Em 1930, Graciliano tinha na gaveta o seu primeiro romance Caetés. Depois de deixar a prefeitura, foi trabalhar no Estado de Alagoas, como diretor de Instrução Pública e professor. Ele não participou da ANL, não assinou nenhum manifesto antivarguista, mas foi preso no dia 3 de Março de 1936. Durante 10 Meses e 10 dias, perambulou de uma cadeia para outra no Rio de Janeiro, para onde foi levado de Maceió. Durante a prisão, não perdeu tempo; não fez nenhuma anotação, porém seu cérebro privilegiado registrou tudo, resultando em sua obra-prima Memórias do Cárcere (alguns críticos consideram Angústia a sua obra maior). Não respondeu a processo, nunca foi sequer interrogado. Avalia: “Via-me submetido a cegos caprichos de inimigos ferozes, irresponsáveis, causadores de males inúteis”.

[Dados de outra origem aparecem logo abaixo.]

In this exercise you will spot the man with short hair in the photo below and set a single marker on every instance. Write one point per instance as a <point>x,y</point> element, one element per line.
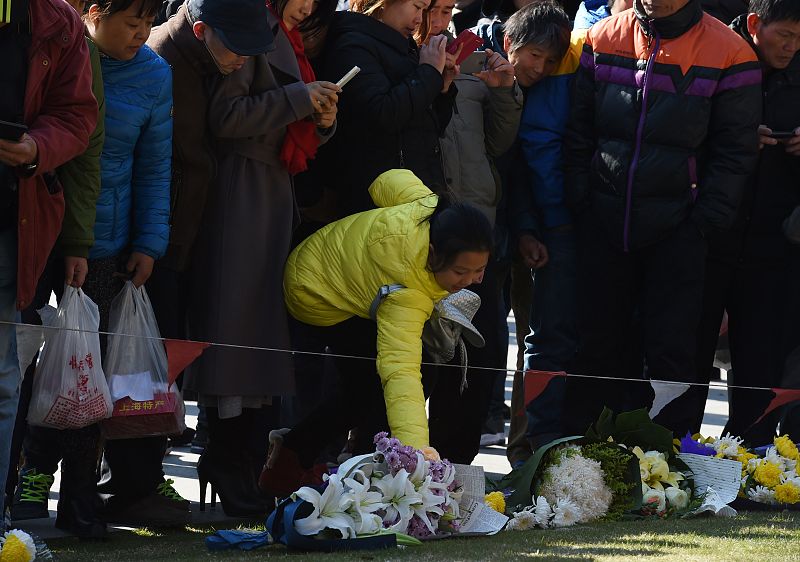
<point>203,41</point>
<point>536,40</point>
<point>754,271</point>
<point>46,86</point>
<point>538,210</point>
<point>661,140</point>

Libertado, ficou no Rio, refez a vida e consagrou-se como romancista no Brasil e no exterior. Suas principais obras: Caetés [1933], São Bernardo [1934], Angústia [1936], Vidas Secas [1938], e as póstumas: Memórias do Cárcere [1953], Viagem [1954], que relata a viagem à União Soviética e países socialistas do Leste europeu, Alexandre e outros Heróis [1962], Cartas [1980], Escreveu também livros infantis: Terra dos Meninos Pelados [1941] e Historias de Alexandre [1943].
Tradução em diversas línguas, premiações em países vários nunca faltaram a Graciliano Ramos. Foram adaptadas para o cinema, Vidas Secas e Memórias do Cárcere, por Nelson Pereira dos Santos, em 1963 e 1983, respectivamente. Alexandre e outros Heróis foi adaptado recentemente para a televisão por Luís Alberto de Abreu e Luiz Fernando Carvalho, com direção deste.
A morte de Graciliano, o velho Graça, aconteceu em 10 de março de 1953 aos 60 anos, causada por um câncer no pulmão.
1 Dênis de Moraes, em entrevista sobre Graciliano Ramos, pela publicação do seu livro “O Velho Graça”.
Nota: Sobre a vida e a obra de Graciliano Ramos, leia: O Velho Graça, autor: Dênis de Moraes, Boi Tempo Editorial. Retrato Fragmentado, Globo Livros, escrito por Ricardo Ramos, filho de Graciliano. Infância, do próprio Graciliano, Editora José Olympio.
Zé Levino
Muito boa essa matéria. Já adimirava o escritor, mas não sabia de tantos detalhes cativantes de sua vida. Ele conseguiu mostrar que sua luta política, sua militância, iam muito além do lápis.
excelente trabalho, acompanharei a partir de então.